Bate spent most of the rest of his career working for the BBC's music department - as a balance control assistant (1934-37), then a studio manager (1937-39). After a brief wartime period in military censorship he was recalled by the BBC, and produced the famous recording of James Blades playing the drumbeat used as the symbol of the European resistance. After the War Bate worked for TV in the Empire Music Service as a producer (1946-56).

During his BBC career Bate produced some of the first Edinburgh Festival live performances and pioneered many live interview programmes, such as The Conductor Speaks, with Sir Henry Wood, Sir Malcolm Sargent, Sir Thomas Beecham and Leopold Stokowsky. Later, realising the potential of ballet on television, he produced Margot Fonteyn's first television appearance, and encouraged groups such as the Paris Opera Ballet to Britain for the first time. Wishing to introduce the ballet to new audiences he began the TV programme Ballet for Beginners. From 1956-67 he was employed in senior training positions for the BBC. His last working year 1967-68, he spent as the first head of training at the new Communications Centre, Dublin.

Throughout his life Bate was collecting and studying musical instruments. He started while still a schoolboy by haunting junk shops and markets. He always remembered that one clarinet from a market stall cost him his whole week's pocket money. His first flute, by William Henry Potter, was given to him by friends and the next he inherited from his flautist grandfather. When he worked and lived in London, he was a regular visitor to the salerooms as well as to the Caledonian Road, Portobello and Bermondsey markets.

He made many friendships with those of similar interests, one lifelong friend being Canon Francis Galpin. Galpin encouraged Bate to turn his scientific training to the study of instruments. Bate was able to use his woodworking skills to make instruments as well as restoring those in his collection. Later mastering metalworking techniques, he made reproductions of draw-trumpets which were used by David Munro in Early Music Consort of London concerts and recordings.

In 1946, he and a group of friends founded the Galpin Society, the first society to specialise in the history and study of musical instruments.

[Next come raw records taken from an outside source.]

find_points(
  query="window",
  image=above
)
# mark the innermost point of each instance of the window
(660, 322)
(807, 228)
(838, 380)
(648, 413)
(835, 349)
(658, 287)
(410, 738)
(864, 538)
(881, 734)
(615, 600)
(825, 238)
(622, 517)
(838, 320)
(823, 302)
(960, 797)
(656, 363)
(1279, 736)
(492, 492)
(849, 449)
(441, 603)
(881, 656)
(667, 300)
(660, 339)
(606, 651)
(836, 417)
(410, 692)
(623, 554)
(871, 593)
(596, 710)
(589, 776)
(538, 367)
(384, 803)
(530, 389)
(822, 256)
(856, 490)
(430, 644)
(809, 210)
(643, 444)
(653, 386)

Bate was its first chairman, and then its president, from 1977 until his death.

By the mid-1960s his collection had grown until it covered the history of woodwind from 1680 onwards, as well as including some brass instruments and an important collection of printed instrument tutors. He felt convinced that there was a purpose in his collection concerned with the interpretation of music, and that were the instruments properly maintained, they could be used. So in 1968 he presented the Bate Collection of Musical Instruments to the University of Oxford. This gift was conditional on it being a teaching collection with a specialist curator who could care for it and lecture.

In the following years Bate continued to add to the collection and was to see it grow through the acquisition of collections made by his many Galpin Society friends and colleagues. His generous support for the curators was a strength to them, and his continued enjoyment of the instruments an inspiration to the students and scholars who met him. Many of these students, scholars, friends and family were to celebrate his ninetieth birthday with him at the Bate Collection in 1999. In these days of the popularity of 'living' museums, he never seems to have realised how remarkable and forward-thinking his generous gift and his vision for it were.

Publications: The Oboe (1956), The Trumpet and Trombone (1966) The Flute, A Study Of Its History, Development and Construction (1969) as well as many articles for the Grove dictionaries of music.